According to the most recent Happy Planet Index, Costa Rica is the most satisfying place in which to live. As it notes, Costa Rica “has again topped the Happy Planet Index rankings with a substantial lead – having previously come top in our 2009 and 2012 editions.” In trying to explain its sustained success it observed that “Costa Rica abolished its army in 1949, and has since reallocated army funds to be spent on education, health and pensions. In 2012, Costa Rica invested more in education and health as a proportion of Gross Domestic Product than the UK.”  It has an HPI score of 44.7; Britain, on the other hand, languishes in 34th place.

Costa Rica sign with a beach backgroundProfessor Mariano Rojas, a Costa Rican economist at the Latin American Faculty of Social Sciences, attributes Costa Ricans’ high wellbeing to a culture of forming solid social networks of friends, families and neighbourhoods.

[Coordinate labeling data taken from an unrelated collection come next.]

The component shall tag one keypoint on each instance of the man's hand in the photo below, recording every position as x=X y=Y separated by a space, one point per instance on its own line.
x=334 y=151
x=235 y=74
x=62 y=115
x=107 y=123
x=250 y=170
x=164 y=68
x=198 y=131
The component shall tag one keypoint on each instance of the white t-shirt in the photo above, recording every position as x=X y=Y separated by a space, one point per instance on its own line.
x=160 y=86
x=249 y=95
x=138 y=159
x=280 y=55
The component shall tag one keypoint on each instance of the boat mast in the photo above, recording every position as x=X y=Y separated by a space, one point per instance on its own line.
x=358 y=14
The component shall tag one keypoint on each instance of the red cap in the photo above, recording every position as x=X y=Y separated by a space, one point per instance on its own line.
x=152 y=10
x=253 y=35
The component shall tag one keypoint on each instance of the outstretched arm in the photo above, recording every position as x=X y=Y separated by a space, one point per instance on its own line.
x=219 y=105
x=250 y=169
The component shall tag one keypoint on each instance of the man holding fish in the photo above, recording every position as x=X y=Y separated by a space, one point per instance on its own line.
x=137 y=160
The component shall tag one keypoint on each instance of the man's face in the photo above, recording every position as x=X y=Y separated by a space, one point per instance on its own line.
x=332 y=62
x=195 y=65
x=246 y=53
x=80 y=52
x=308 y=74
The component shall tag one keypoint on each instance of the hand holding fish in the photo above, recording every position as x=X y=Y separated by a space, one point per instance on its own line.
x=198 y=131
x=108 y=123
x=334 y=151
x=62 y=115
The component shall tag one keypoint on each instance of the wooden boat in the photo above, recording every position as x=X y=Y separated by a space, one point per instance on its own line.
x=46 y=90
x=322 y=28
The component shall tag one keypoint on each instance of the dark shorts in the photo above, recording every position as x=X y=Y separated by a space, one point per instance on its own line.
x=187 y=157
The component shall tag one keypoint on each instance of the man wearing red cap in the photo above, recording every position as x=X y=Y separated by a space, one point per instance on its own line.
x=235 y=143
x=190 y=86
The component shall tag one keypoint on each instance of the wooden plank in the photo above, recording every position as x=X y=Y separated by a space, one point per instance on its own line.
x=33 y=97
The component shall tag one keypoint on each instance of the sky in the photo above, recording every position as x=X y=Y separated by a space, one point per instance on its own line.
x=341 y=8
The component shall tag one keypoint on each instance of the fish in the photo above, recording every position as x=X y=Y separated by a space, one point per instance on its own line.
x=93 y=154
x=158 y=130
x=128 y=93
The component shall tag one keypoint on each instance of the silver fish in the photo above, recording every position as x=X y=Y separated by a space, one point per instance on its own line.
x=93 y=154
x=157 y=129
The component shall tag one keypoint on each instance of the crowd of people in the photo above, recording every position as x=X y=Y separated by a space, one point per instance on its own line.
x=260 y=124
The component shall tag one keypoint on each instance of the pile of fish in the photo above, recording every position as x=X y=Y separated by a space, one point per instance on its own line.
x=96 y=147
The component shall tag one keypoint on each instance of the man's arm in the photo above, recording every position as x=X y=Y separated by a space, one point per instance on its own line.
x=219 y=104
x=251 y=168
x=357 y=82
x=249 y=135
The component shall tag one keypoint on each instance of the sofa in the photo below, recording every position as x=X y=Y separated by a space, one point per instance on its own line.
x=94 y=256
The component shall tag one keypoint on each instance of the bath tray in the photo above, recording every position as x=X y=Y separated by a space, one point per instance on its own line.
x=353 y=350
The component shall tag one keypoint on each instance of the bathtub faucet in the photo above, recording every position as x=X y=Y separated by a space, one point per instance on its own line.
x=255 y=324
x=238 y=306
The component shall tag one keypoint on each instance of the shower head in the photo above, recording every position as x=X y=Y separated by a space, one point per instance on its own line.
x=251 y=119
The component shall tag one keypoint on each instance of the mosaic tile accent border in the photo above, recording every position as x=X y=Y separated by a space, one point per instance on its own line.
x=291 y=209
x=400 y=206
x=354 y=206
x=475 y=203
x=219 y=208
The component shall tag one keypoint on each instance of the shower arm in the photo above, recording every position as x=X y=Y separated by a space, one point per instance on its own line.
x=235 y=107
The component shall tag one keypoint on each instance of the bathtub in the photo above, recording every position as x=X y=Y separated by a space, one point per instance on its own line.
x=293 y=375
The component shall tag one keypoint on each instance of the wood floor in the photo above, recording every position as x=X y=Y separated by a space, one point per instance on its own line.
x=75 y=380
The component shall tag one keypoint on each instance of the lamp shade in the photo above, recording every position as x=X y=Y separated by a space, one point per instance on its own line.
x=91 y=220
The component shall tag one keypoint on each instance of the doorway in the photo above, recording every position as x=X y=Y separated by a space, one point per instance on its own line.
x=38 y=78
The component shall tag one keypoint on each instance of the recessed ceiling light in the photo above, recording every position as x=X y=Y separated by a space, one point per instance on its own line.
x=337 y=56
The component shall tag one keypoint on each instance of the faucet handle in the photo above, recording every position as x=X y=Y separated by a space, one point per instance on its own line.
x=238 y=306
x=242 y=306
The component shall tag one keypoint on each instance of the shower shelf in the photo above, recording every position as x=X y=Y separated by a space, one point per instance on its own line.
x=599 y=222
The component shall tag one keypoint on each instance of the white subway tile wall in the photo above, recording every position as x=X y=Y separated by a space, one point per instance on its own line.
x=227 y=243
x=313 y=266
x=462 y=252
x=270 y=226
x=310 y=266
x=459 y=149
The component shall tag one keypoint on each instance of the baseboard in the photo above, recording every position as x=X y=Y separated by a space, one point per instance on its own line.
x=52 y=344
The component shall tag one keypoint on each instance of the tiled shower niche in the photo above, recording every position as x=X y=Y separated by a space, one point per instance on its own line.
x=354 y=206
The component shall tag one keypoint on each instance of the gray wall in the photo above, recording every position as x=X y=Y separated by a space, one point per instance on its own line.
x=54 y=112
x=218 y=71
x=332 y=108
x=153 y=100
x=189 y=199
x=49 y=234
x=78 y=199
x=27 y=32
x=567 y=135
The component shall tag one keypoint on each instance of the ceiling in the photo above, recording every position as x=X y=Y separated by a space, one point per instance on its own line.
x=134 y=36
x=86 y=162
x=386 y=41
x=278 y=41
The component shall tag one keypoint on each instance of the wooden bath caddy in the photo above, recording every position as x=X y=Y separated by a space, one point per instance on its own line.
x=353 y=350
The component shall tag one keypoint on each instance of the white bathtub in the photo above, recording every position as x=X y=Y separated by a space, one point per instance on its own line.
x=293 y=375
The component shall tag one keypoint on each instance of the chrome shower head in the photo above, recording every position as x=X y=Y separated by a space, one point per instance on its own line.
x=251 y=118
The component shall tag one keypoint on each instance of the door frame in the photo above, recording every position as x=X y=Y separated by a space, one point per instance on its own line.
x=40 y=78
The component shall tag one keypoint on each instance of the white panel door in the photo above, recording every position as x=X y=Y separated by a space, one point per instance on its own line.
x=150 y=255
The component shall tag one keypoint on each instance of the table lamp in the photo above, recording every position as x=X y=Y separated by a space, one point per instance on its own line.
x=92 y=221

If any country today can be called “green and pleasant” it is surely Costa Rica, whereas the effects of three hundred years of unchecked industrialisation, militarisation, corporate capitalism, slavery, and imperialism has left Britain a highly toxic, socially divided, aggressive and deeply insecure island. It is perhaps time it followed Costa Rica’s progressive example and abolished its military, and learned to cultivate a culture of peace, health care, environmental sustainability, and wellbeing.